Search Strings REGEXP_SUBSTR

Your rating: None Average: 4.3 (17 votes)

As of Oracle 10g, the SUBSTR has been enhanced to support searches for regular expressions. The new function is named REGEXP_SUBSTR. You can use the new function to perform advanced searches against a string.

Syntax:

REGEXP_SUBSTR(source_string, pattern
                            [,position
                               [, occurrence
                                   [, match_parameter]
                               ]
                             ]
                            )
Where:
source_string: is the text to search within
pattern: is the regular expression
position: the position in the string to start searching from (default = 1)
occurrence: the occurrence to search for (default = 1)
match_parameter: can include one or more of the following modifiers to change the
default matching algorithm:
'c' - case-sensitive matching (default);
' ' – case-insensitive matching;
'n' – allow match-any-character operator;
'm' - treat source string as multiple line.

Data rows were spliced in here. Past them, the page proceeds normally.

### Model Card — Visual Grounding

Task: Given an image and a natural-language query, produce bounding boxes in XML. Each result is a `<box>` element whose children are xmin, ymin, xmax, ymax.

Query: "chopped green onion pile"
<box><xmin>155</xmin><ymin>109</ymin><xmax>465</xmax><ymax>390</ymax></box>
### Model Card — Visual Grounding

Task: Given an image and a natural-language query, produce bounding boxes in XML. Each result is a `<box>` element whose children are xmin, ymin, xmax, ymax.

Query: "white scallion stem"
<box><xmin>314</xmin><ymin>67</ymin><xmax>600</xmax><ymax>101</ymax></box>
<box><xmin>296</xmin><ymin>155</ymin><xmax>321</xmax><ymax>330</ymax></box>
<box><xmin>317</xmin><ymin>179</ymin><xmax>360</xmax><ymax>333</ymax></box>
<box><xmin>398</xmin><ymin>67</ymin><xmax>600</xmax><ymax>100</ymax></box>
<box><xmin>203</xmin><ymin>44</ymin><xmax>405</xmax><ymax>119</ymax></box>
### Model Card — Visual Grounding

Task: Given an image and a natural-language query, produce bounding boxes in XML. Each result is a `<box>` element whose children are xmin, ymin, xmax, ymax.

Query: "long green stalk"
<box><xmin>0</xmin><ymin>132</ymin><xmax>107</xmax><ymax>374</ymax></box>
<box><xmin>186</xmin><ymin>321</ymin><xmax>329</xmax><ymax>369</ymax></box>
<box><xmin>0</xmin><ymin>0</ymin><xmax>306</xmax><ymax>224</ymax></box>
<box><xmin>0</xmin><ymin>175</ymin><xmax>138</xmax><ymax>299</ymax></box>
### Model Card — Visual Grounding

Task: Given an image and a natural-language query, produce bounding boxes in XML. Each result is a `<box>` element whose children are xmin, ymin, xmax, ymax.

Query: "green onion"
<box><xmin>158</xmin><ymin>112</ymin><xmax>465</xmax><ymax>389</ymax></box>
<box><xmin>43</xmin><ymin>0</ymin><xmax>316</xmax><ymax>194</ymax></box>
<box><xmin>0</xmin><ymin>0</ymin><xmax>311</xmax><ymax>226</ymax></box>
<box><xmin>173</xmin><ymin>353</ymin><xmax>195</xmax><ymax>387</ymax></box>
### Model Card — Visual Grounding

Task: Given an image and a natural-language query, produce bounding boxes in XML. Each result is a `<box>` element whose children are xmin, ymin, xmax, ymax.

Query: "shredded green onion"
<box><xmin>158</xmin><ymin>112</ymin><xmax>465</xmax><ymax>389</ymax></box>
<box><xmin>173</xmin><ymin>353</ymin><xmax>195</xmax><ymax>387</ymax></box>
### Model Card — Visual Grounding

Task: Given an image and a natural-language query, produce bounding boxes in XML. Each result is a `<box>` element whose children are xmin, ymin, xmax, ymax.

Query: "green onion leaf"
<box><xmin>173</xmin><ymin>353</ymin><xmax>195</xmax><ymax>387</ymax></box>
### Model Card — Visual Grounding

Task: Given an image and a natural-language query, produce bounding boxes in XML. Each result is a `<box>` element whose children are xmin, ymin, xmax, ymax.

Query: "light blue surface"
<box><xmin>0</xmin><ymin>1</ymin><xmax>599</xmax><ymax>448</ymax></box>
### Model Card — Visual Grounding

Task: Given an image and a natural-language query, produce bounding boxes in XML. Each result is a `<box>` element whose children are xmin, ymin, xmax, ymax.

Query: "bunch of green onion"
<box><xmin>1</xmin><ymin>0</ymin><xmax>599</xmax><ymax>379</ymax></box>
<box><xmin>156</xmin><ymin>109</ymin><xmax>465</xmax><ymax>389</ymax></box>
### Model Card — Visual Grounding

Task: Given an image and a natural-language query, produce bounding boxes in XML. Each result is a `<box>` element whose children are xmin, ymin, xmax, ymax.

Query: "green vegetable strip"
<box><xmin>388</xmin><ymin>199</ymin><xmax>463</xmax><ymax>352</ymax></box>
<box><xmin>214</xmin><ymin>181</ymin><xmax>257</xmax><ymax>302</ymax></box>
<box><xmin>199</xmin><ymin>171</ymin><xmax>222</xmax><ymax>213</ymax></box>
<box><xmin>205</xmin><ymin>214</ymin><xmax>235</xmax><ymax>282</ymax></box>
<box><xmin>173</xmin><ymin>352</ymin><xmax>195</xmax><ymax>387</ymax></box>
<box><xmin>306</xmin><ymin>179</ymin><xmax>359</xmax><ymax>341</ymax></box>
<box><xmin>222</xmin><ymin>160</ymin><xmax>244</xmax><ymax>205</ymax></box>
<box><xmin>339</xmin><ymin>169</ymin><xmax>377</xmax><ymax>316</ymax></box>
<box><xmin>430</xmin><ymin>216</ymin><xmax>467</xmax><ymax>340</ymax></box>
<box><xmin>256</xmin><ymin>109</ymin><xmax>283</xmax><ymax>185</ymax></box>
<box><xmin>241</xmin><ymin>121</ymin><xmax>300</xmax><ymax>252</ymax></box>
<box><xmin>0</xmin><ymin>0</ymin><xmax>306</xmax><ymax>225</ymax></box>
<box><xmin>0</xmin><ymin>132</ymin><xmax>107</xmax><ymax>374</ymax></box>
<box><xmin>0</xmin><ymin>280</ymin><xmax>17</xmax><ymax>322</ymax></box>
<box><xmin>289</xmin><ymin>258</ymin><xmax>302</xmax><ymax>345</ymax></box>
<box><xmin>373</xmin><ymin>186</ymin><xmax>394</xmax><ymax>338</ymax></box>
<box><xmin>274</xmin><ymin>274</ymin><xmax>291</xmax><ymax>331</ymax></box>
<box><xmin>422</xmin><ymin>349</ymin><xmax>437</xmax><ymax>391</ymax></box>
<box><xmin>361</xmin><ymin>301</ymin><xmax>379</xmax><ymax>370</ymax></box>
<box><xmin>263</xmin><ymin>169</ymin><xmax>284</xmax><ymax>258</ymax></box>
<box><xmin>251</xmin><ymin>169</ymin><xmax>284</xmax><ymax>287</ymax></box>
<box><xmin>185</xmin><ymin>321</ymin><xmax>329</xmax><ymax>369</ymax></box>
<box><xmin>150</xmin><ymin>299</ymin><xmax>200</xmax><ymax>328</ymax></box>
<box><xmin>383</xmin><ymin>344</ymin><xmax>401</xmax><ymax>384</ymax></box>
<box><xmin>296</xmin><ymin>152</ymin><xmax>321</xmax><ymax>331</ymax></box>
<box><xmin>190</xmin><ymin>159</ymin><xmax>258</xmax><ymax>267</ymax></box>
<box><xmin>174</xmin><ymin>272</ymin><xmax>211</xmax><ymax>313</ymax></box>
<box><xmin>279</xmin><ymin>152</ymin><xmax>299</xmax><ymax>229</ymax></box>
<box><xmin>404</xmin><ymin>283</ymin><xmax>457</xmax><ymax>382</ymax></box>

REGEXP_SUBSTR returns the string as VARCHAR2 or CLOB data in the same character set as the source_string.

Lets look at an example:

SELECT regexp_substr( '655-236-4567', '-[^-]+' ) "REGEXP_SUBSTR"
FROM dual;
/* '- tells oracle to start the string at the '-' character.  [^-] tells oracle to continue until it finds another '-' character. */

REGEXP_SUBSTR
-236

Note that if you add an extra '-' at the end of the regular expression you will get the trailing '-' as part of the returned string:

SELECT regexp_substr( '655-236-4567', '-[^-]+-' ) "REGEXP_SUBSTR"
FROM dual;

REGEXP_SUBSTR
-236-

A good understanding for Character Class Syntax is critical for effective use of the regular expression search capabilities.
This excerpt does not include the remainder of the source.